Bill Gates emails the troops for Microsoft's 40th anniversary

Kip Kniskern

Bill Gates emails the troops on Microsoft's 40th anniversary

Tomorrow marks Microsoft’s official 40th anniversary.  Bill Gates and Paul Allen started their tiny company on April 4th, 1975, setting up shop in Albuquerque, New Mexico, the home of MITS, makers of the Altair 8800 computer.  Their little company produced a BASIC interpreter for the Altair, which they demoed to MITS in March of 1975 and officially started Microsoft shortly thereafter.

Fast forward a few years and more than a few billion dollars later, and Microsoft is about to begin its 40th year in what may be its most ambitious, and scariest period in a long time.
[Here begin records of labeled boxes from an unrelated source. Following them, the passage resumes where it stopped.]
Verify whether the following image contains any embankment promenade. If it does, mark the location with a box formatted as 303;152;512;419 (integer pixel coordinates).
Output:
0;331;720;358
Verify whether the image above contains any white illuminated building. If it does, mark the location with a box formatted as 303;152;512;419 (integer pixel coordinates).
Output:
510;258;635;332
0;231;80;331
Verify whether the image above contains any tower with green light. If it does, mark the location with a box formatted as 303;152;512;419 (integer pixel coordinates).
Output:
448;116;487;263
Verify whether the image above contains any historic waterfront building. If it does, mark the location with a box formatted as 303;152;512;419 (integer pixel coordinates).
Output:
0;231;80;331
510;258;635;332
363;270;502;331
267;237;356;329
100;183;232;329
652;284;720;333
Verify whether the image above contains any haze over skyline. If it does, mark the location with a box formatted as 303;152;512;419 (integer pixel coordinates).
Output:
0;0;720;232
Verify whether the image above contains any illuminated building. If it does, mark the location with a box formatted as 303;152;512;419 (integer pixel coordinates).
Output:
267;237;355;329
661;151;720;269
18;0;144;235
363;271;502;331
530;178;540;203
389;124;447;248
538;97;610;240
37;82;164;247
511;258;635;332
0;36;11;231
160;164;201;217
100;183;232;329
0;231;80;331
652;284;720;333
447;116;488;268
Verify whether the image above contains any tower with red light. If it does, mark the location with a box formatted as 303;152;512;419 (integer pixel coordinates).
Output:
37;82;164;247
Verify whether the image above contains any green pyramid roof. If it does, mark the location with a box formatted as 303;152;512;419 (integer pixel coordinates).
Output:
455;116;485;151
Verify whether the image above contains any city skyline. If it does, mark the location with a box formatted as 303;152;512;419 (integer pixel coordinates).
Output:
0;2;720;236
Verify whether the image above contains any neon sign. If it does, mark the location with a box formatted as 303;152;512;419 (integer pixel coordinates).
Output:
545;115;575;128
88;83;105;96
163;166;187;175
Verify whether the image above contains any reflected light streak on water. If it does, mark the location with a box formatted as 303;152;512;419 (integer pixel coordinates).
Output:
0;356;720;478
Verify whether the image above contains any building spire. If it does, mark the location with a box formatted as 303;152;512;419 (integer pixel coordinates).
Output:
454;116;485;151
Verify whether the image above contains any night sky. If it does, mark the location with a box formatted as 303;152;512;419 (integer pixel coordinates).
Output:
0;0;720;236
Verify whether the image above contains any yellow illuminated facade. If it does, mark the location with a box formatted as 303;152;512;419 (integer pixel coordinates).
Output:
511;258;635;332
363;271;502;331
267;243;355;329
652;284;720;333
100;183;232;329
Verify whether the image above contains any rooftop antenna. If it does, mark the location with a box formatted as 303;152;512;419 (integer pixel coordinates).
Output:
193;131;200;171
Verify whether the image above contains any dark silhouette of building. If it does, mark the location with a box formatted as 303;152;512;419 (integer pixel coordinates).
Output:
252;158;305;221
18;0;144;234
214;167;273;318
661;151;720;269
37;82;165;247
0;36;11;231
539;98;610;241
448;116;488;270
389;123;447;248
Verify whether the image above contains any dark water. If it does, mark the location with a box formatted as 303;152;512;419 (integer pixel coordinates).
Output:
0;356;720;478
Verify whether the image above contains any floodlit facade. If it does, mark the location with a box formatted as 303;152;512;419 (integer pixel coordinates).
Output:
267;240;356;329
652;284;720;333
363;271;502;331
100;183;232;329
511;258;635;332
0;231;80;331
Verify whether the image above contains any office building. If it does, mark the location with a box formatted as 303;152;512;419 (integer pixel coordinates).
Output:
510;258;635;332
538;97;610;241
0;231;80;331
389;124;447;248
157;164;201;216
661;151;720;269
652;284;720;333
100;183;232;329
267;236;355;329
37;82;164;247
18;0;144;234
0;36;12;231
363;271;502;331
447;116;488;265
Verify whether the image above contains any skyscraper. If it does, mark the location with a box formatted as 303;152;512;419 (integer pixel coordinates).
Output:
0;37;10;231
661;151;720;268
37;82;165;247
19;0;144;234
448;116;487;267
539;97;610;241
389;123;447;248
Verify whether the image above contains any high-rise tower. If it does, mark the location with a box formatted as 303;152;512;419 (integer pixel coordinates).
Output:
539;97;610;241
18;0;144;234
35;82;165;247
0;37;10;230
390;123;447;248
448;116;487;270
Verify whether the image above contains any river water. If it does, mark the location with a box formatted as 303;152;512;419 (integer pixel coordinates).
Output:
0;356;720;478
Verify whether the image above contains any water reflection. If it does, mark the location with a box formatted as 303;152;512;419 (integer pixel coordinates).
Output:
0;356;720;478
Microsoft is placing big bets on Windows 10 and Universal Apps, in an attempt to win back some of the cachet it’s lost by missing on mobile, on tablets, and in search, three of the biggest tech industries powering the landscape today.

Bill Gates

In an email to company employees today, Microsoft founder Bill Gates, who still has a role in the company as a technical advisor to CEO Satya Nadella, spent more time talking about the future than the past.  Citing the likes of Cortana, Skype Translator, and HoloLens, Gates said that Microsoft has “the resources and drive to solve tough problems.  We are engaged in every facet of modern computing, and have the deepest commitment to research in the industry”.

Gates points out that the technology landscape is still changing quickly, with computing evolving faster now than it ever has before, to where, “in a multi-platform world, … computing will become every more pervasive”. 

Indeed, although tech pundits have been quick to declare winners and losers, Microsoft may well yet find itself positioned well for the next generations of computing, even though it missed a cycle or two.  It’s one of only a handful of companies able to deliver on mass-scale cloud storage, and is pulling its cross device and cross platform act together.

Will Cortana and Windows 10 and the next generation of Lumia devices be enough to propel Microsoft into this new multi-platform world?